Register assisted aggregation for Visual Place Recognition
Xuan Yu, Zhenyong Fu
TL;DR
This paper tackles Visual Place Recognition under appearance and viewpoint variations. It introduces RegVPR, a register assisted aggregation method that inserts registers during local descriptor aggregation and uses a Transformer Encoder to reweight features and discard register content, preserving robust static cues. The approach combines a global adapter fine-tuned DINOv2 backbone with a multi-scale feature fusion module and a Sinkhorn-based optimal transport step for clustering. It achieves state-of-the-art results on MSLS, Pitts, NordLand, and SPED with a single-stage pipeline and shows significant robustness to extreme conditions. The work highlights the importance of keeping discriminative structures like buildings while filtering out dynamic background, improving retrieval speed over two-stage methods.
Abstract
Visual Place Recognition (VPR) refers to the process of using computer vision to recognize the position of the current query image.
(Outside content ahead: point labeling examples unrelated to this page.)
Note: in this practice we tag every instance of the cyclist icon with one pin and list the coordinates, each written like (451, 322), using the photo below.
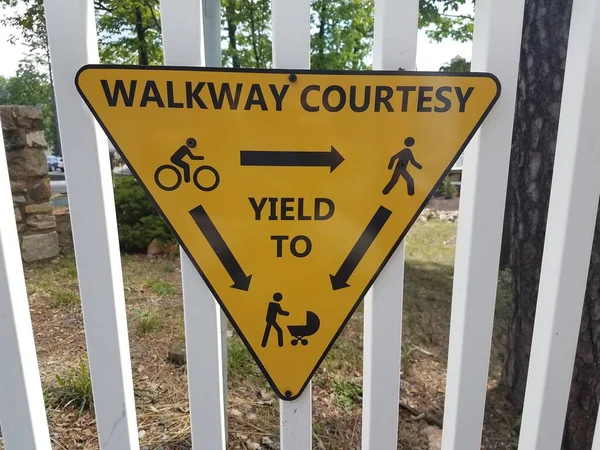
(179, 166)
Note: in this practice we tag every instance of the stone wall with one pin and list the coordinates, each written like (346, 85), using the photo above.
(28, 169)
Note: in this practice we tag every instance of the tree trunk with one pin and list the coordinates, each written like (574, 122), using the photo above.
(140, 31)
(230, 17)
(539, 89)
(543, 54)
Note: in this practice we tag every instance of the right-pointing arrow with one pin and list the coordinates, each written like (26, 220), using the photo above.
(291, 158)
(241, 281)
(340, 279)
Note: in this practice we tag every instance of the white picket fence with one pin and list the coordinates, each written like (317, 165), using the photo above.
(191, 32)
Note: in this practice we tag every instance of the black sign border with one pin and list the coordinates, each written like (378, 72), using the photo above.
(288, 73)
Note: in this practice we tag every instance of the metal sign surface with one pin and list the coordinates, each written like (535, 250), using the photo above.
(289, 190)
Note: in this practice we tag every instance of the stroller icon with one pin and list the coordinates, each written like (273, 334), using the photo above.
(299, 332)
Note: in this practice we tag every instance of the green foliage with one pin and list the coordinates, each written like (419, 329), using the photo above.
(138, 221)
(63, 298)
(74, 388)
(457, 64)
(347, 393)
(161, 287)
(239, 361)
(148, 320)
(247, 27)
(344, 34)
(448, 188)
(441, 20)
(129, 31)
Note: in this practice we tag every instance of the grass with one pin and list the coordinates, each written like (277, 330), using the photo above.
(239, 361)
(63, 298)
(74, 388)
(147, 320)
(160, 287)
(348, 394)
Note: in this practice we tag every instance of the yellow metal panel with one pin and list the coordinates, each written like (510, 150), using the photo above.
(288, 190)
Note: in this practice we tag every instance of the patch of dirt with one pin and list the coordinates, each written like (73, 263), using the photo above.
(152, 289)
(438, 203)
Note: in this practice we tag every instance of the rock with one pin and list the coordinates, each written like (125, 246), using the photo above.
(41, 222)
(267, 442)
(8, 119)
(27, 163)
(235, 412)
(434, 436)
(18, 187)
(36, 139)
(41, 192)
(42, 208)
(177, 354)
(39, 246)
(13, 141)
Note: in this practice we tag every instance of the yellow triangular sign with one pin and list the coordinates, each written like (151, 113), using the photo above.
(289, 190)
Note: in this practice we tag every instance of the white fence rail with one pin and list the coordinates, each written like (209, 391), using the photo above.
(191, 33)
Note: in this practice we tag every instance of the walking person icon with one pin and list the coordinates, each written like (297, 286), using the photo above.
(273, 311)
(404, 157)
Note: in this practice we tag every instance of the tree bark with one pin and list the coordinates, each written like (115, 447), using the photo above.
(539, 89)
(543, 54)
(230, 17)
(140, 31)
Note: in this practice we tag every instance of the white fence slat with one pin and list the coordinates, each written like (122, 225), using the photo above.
(569, 235)
(291, 50)
(496, 49)
(295, 422)
(291, 34)
(182, 43)
(73, 43)
(395, 46)
(22, 410)
(211, 23)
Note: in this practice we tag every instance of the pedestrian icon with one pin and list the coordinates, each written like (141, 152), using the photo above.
(404, 157)
(273, 187)
(273, 311)
(180, 165)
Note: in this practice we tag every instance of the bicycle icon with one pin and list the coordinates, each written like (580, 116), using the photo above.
(179, 166)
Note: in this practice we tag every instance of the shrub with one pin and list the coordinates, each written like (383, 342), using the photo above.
(74, 388)
(138, 221)
(448, 188)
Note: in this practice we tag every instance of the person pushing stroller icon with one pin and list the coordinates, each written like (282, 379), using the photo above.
(403, 157)
(273, 311)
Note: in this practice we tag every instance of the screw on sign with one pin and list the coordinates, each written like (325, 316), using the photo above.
(320, 176)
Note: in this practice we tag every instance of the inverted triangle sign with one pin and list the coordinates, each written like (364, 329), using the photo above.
(288, 190)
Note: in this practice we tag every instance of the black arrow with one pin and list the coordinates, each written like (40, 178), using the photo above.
(340, 279)
(240, 279)
(330, 159)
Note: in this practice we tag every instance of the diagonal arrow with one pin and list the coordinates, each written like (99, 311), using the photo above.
(340, 279)
(232, 266)
(291, 158)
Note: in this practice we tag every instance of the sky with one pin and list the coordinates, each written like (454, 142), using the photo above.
(430, 55)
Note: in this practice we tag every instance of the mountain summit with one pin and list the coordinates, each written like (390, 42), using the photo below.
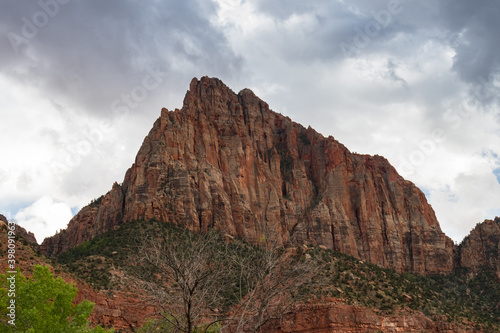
(225, 160)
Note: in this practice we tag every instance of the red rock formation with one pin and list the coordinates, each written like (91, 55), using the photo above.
(481, 248)
(338, 317)
(20, 231)
(227, 160)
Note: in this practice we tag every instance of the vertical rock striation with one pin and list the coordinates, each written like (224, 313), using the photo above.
(226, 160)
(481, 248)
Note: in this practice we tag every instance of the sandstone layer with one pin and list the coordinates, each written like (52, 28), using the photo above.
(481, 248)
(226, 160)
(338, 317)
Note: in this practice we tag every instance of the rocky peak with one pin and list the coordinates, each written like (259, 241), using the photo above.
(481, 248)
(225, 160)
(20, 231)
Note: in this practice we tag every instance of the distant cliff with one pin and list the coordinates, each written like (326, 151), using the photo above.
(481, 248)
(226, 160)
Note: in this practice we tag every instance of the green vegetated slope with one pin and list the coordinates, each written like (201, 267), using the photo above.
(473, 299)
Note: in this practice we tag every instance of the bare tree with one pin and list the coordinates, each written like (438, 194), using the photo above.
(181, 270)
(201, 279)
(271, 281)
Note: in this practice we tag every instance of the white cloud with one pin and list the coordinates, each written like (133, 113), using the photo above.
(44, 217)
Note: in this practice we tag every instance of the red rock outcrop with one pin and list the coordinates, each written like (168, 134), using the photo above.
(481, 248)
(226, 160)
(338, 317)
(20, 231)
Due to the significant changes in appearance caused by season, lighting, and time spans between query images and database images for retrieval, these differences increase the difficulty of place recognition. Previous methods often discarded useless features (such as sky, road, vehicles) while uncontrolled discarding features that help improve recognition accuracy (such as buildings, trees). To preserve these useful features, we propose a new feature aggregation method to address this issue. Specifically, in order to obtain global and local features that contain discriminative place information, we added some registers on top of the original image tokens to assist in model training. After reallocating attention weights, these registers were discarded. The experimental results show that these registers surprisingly separate unstable features from the original image representation and outperform state-of-the-art methods.